Anayasamızda açıkça belirtildiği gibi “Türkiye Cumhuriyeti laik, demokratik, sosyal bir hukuk devletidir.” Hukuk devleti olmanın şartı da tüm dünyada olduğu gibi güçlü, bağımsız ve tarafsız bir yargı erkinin varlığı ile mümkündür.
Avukatlık Kanunu'nun 1. maddesinde “ Yargının kurucu unsuru olan avukat, bağımsız savunmayı temsil eder” yazılıdır.

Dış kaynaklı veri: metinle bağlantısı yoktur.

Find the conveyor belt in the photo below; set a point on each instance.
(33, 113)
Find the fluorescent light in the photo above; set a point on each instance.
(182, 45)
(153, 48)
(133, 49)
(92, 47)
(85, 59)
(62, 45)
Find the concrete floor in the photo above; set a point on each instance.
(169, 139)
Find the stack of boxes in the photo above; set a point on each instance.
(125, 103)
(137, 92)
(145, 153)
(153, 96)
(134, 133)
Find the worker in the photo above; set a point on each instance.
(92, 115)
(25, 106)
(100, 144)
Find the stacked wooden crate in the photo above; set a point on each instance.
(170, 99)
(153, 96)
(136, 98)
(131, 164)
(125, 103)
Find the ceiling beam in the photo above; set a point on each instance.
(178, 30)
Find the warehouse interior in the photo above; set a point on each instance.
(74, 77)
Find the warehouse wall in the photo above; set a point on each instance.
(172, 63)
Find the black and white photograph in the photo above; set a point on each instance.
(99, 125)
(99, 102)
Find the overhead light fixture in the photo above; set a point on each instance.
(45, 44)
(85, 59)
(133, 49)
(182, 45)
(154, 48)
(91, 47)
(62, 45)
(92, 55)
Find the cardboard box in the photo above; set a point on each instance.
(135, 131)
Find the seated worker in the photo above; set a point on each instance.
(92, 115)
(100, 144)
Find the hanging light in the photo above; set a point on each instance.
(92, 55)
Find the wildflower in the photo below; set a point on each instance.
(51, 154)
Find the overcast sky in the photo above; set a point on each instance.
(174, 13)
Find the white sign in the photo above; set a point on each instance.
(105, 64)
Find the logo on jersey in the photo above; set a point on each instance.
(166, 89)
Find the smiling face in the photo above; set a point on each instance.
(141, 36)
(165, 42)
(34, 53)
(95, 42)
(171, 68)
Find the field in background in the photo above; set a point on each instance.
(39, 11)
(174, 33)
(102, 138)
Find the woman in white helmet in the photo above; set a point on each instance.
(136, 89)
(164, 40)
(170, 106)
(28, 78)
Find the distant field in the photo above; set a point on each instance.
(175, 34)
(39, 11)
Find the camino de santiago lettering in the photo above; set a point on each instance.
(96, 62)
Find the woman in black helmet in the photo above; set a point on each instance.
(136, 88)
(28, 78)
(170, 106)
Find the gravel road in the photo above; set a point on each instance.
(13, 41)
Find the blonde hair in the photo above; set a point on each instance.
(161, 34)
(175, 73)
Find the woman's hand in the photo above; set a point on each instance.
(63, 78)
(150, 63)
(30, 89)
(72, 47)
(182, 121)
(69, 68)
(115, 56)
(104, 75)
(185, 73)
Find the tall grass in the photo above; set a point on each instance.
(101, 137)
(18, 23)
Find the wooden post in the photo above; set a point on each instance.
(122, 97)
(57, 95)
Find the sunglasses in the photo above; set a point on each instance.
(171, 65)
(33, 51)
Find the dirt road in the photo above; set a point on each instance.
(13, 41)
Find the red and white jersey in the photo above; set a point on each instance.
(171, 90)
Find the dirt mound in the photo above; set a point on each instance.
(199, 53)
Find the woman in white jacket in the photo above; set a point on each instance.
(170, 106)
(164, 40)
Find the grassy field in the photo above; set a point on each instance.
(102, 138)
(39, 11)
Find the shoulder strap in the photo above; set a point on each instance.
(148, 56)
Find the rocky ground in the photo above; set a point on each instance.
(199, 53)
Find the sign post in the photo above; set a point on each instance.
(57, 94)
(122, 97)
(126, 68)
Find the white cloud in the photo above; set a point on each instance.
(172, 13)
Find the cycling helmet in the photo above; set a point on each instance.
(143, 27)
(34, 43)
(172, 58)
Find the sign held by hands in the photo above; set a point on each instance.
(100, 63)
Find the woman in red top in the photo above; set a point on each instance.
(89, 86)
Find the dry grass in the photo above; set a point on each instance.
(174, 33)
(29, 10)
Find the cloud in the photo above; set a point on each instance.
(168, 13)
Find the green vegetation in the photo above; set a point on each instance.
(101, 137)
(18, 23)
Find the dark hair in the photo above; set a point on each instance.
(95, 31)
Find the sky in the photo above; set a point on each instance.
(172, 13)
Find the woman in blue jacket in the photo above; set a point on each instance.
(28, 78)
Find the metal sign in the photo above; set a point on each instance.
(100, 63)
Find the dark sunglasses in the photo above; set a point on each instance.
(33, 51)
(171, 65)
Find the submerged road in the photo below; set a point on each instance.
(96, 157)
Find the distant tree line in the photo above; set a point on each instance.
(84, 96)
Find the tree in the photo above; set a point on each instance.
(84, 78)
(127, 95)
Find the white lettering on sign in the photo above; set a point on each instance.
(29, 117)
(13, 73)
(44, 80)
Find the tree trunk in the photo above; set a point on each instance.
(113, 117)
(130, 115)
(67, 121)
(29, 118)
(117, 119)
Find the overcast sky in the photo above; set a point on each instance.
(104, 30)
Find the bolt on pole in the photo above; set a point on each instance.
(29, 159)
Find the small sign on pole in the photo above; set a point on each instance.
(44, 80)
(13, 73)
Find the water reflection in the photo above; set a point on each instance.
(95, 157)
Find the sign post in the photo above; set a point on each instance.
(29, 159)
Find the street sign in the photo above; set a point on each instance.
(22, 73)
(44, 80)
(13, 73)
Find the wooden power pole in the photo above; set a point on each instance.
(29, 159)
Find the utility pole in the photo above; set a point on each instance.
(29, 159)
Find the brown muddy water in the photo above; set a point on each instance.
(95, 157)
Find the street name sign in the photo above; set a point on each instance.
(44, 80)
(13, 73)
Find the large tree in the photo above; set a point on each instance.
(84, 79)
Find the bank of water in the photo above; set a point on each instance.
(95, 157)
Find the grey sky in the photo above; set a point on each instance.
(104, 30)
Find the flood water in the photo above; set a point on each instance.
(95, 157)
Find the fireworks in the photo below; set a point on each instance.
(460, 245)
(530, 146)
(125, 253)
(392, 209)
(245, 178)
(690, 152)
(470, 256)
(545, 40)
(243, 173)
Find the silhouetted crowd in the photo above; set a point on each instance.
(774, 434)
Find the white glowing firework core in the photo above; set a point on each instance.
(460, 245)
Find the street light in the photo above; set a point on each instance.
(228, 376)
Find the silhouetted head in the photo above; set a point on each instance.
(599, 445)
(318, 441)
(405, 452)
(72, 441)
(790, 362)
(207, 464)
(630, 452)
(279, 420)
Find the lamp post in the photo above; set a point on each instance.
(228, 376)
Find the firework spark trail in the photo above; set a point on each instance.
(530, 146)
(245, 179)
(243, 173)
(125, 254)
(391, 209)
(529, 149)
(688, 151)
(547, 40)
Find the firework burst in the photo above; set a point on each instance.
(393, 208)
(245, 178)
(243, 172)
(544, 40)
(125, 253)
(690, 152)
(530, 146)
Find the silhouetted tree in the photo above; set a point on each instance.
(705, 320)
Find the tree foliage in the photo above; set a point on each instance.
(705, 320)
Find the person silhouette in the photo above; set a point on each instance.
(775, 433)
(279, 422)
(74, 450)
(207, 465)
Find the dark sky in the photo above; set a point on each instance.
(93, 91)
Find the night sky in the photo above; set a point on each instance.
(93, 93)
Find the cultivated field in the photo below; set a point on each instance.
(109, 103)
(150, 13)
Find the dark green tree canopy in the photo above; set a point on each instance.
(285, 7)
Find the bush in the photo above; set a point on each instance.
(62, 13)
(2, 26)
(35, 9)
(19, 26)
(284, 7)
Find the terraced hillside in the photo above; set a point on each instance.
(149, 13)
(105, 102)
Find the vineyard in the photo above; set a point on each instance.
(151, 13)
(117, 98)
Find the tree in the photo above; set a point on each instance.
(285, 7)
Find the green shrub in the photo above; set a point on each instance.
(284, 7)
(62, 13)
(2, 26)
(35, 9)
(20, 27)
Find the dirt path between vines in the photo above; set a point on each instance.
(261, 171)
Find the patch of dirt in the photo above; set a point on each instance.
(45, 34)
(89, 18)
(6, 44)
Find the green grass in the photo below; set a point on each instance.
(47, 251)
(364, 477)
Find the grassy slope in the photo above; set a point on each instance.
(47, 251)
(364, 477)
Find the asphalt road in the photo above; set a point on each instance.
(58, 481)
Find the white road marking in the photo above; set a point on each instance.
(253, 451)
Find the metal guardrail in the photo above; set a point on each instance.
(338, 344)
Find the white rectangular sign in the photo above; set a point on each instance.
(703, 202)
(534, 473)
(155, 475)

Avukatlar, binlerce yurttaşın temel hak ve özgürlüklerinin yılmaz savunucularıdır ve gücünü kamu kurumu niteliğindeki bir kurum olan Barolardan alır.
Avukatlık Kanunu'nun 76. ve 95. Maddelerinde “Hukukun üstünlüğünü ve insan haklarını savunmak, korumak ve bu kavramlara işlerlik kazandırmak” görevi barolara verilmiştir. Bu yönüyle Barolar, toplumsal bir görev üstlenmiştir. Unutulmamalıdır ki, Barolar Cumhuriyetimizin en köklü kamu kurumlarındandır. Bu nedenle, Baroların işlevsiz bırakılması Cumhuriyetin felsefesine aykırı olduğu gibi toplumun demokratik yapısını bozmaya yöneliktir.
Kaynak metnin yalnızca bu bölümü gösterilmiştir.